Learn About Reflexology

In my blog I will mainly speak about foot reflexology and regularly present a new aspect of this wonderful healing technique  - I hope you enjoy the blog, it's free to learn.

Friday, February 6, 2009

Hand Reflexology v Foot Reflexology

In this blog I focus mainly on foot reflexology. However it is worth having a look at hand reflexology. The principles and techniques are very similar, it's just the position of the reflex points and the handling which differ. 

Hand reflexology might be useful when a person has health problems with their feet (local infection , broken foot...) or is very ticklish! It's also more practical if you want to practice in public with friends or family.

I've reviewed an article from Teresa Rich who is an advanced reflexology trainer (01202 295910). She also sells training DVDs published by the Federation of Holistic Therapists (www.reflexology-uk.org). Here are some of the differences between hand and foot reflexology she mentioned in the article:

"Our hands are of the upmost importance when it comes to touching, sensing and communicating with others. Perhaps this is why they have such a powerful role in the healing process, whether they are providing a treatment - or indeed, receiving one. Hand reflexology is a very simple yet effective therapy that most clients find pleasant and deeply relaxing.
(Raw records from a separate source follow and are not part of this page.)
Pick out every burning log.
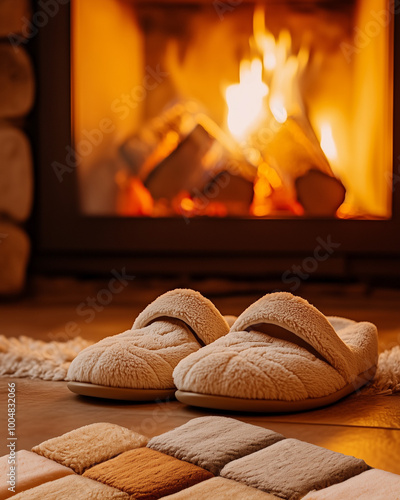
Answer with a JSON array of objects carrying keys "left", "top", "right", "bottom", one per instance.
[
  {"left": 0, "top": 44, "right": 35, "bottom": 118},
  {"left": 191, "top": 170, "right": 254, "bottom": 217},
  {"left": 264, "top": 117, "right": 346, "bottom": 217},
  {"left": 144, "top": 125, "right": 213, "bottom": 200},
  {"left": 0, "top": 126, "right": 33, "bottom": 221}
]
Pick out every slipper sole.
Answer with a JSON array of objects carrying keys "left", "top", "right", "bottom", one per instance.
[
  {"left": 175, "top": 366, "right": 376, "bottom": 413},
  {"left": 67, "top": 382, "right": 176, "bottom": 402}
]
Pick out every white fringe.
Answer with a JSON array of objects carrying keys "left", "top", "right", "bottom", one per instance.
[
  {"left": 0, "top": 335, "right": 92, "bottom": 380},
  {"left": 0, "top": 335, "right": 400, "bottom": 395}
]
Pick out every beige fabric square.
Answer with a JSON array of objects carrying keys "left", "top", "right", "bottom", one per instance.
[
  {"left": 147, "top": 417, "right": 284, "bottom": 475},
  {"left": 221, "top": 439, "right": 369, "bottom": 500},
  {"left": 13, "top": 474, "right": 129, "bottom": 500},
  {"left": 303, "top": 469, "right": 400, "bottom": 500},
  {"left": 32, "top": 423, "right": 148, "bottom": 474},
  {"left": 0, "top": 450, "right": 74, "bottom": 500},
  {"left": 164, "top": 477, "right": 278, "bottom": 500}
]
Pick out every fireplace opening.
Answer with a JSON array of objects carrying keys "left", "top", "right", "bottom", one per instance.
[{"left": 69, "top": 0, "right": 393, "bottom": 219}]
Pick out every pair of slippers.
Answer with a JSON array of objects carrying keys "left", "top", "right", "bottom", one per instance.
[{"left": 68, "top": 289, "right": 378, "bottom": 412}]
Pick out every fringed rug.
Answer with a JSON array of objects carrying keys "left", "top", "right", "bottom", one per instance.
[
  {"left": 0, "top": 335, "right": 92, "bottom": 380},
  {"left": 0, "top": 335, "right": 400, "bottom": 395}
]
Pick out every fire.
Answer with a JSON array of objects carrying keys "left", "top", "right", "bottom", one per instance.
[
  {"left": 225, "top": 5, "right": 309, "bottom": 141},
  {"left": 320, "top": 121, "right": 338, "bottom": 164},
  {"left": 225, "top": 58, "right": 269, "bottom": 140}
]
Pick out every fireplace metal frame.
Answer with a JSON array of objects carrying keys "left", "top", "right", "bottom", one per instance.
[{"left": 34, "top": 0, "right": 400, "bottom": 277}]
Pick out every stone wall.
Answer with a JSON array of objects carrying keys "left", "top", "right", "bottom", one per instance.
[{"left": 0, "top": 0, "right": 35, "bottom": 295}]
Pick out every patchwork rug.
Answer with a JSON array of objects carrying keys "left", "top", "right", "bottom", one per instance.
[{"left": 0, "top": 417, "right": 400, "bottom": 500}]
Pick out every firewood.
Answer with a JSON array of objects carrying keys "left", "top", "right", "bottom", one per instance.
[
  {"left": 264, "top": 117, "right": 346, "bottom": 217},
  {"left": 0, "top": 44, "right": 35, "bottom": 118},
  {"left": 0, "top": 125, "right": 33, "bottom": 221},
  {"left": 0, "top": 0, "right": 31, "bottom": 37},
  {"left": 144, "top": 125, "right": 213, "bottom": 200},
  {"left": 0, "top": 222, "right": 30, "bottom": 295},
  {"left": 192, "top": 170, "right": 254, "bottom": 217}
]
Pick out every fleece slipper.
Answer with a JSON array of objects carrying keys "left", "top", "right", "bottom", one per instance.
[
  {"left": 173, "top": 292, "right": 378, "bottom": 412},
  {"left": 67, "top": 289, "right": 229, "bottom": 401}
]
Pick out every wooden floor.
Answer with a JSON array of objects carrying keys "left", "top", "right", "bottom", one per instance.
[{"left": 0, "top": 280, "right": 400, "bottom": 474}]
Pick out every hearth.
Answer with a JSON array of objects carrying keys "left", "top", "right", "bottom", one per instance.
[{"left": 36, "top": 0, "right": 400, "bottom": 276}]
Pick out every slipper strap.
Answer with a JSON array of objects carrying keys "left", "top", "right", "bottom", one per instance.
[
  {"left": 231, "top": 292, "right": 353, "bottom": 380},
  {"left": 132, "top": 288, "right": 229, "bottom": 345}
]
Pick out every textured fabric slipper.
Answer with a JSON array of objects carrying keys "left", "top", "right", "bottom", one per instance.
[
  {"left": 173, "top": 292, "right": 378, "bottom": 412},
  {"left": 67, "top": 289, "right": 229, "bottom": 401}
]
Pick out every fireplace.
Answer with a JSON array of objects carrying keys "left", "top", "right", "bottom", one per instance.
[{"left": 33, "top": 0, "right": 400, "bottom": 276}]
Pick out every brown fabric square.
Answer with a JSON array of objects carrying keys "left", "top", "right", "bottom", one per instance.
[{"left": 84, "top": 448, "right": 213, "bottom": 499}]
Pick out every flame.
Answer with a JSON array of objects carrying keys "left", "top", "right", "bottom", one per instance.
[
  {"left": 269, "top": 92, "right": 287, "bottom": 123},
  {"left": 225, "top": 5, "right": 309, "bottom": 141},
  {"left": 225, "top": 58, "right": 269, "bottom": 140},
  {"left": 320, "top": 121, "right": 338, "bottom": 163}
]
Although some consider it to be the poor relation of foot reflexology, hand reflexology is often more convenient and can be just as effective as its sister therapy.

"It is true that the reflexes are much deeper in the hands and therefore more pressure is required in order to produce the same results as foot reflexology. However, if a gentler treatment is desirable for a particular client, then hand reflexology may be more preferable to foot reflexology as it is generally considered less powerful."

Here is Teresa's description of a treatment session:
"A treatment typically begins with a five-minute massage of the right hand, which includes effleurage, wrist rotations, thumb rotations and knuckle kneading. This is then followed by a 25-minute reflexology routine, where the therapist works the following:
- The neurological system/skeletal system/muscular system;
- Head;
- Arm and shoulder;
- Spine;
- Pelvic area;
- Cardiovascular/lymphatic system;
- Digestive system;
- Reproductive system;
- Urinay system;
- Endocrine system.
The treatment is then concluded with a five-minute routine and all of the above is repeated on the left hand."

Here are some of the benefits outlined in the article:
"As well as improving circulation and well-being, the therapy is said to:
- Benefit conditions that typically affect the hands and wrists, including arthritis, carpal tunnel syndrome and RSI;
- Aid recovery from hand injury;
- Help maintain manual dexterity;
- Rejuvenate overused or tired hands.
Many reflexologists have also found that hand reflexology is particularly useful if the client has an injured foot, an infection - such as athlete's foot - ticklish feet, or does not like their feet being touched. It is found that most people can cope with having their hands touched as this is common occurrence in everyday life.
Reflexologists who are presented with a local contraindication on the foot, such as an ingrown toe nail, or who want to reinforce their work on a particular reflex found on the foot, may find it useful to work the corresponding reflexes on the hand towards the end of their treatment."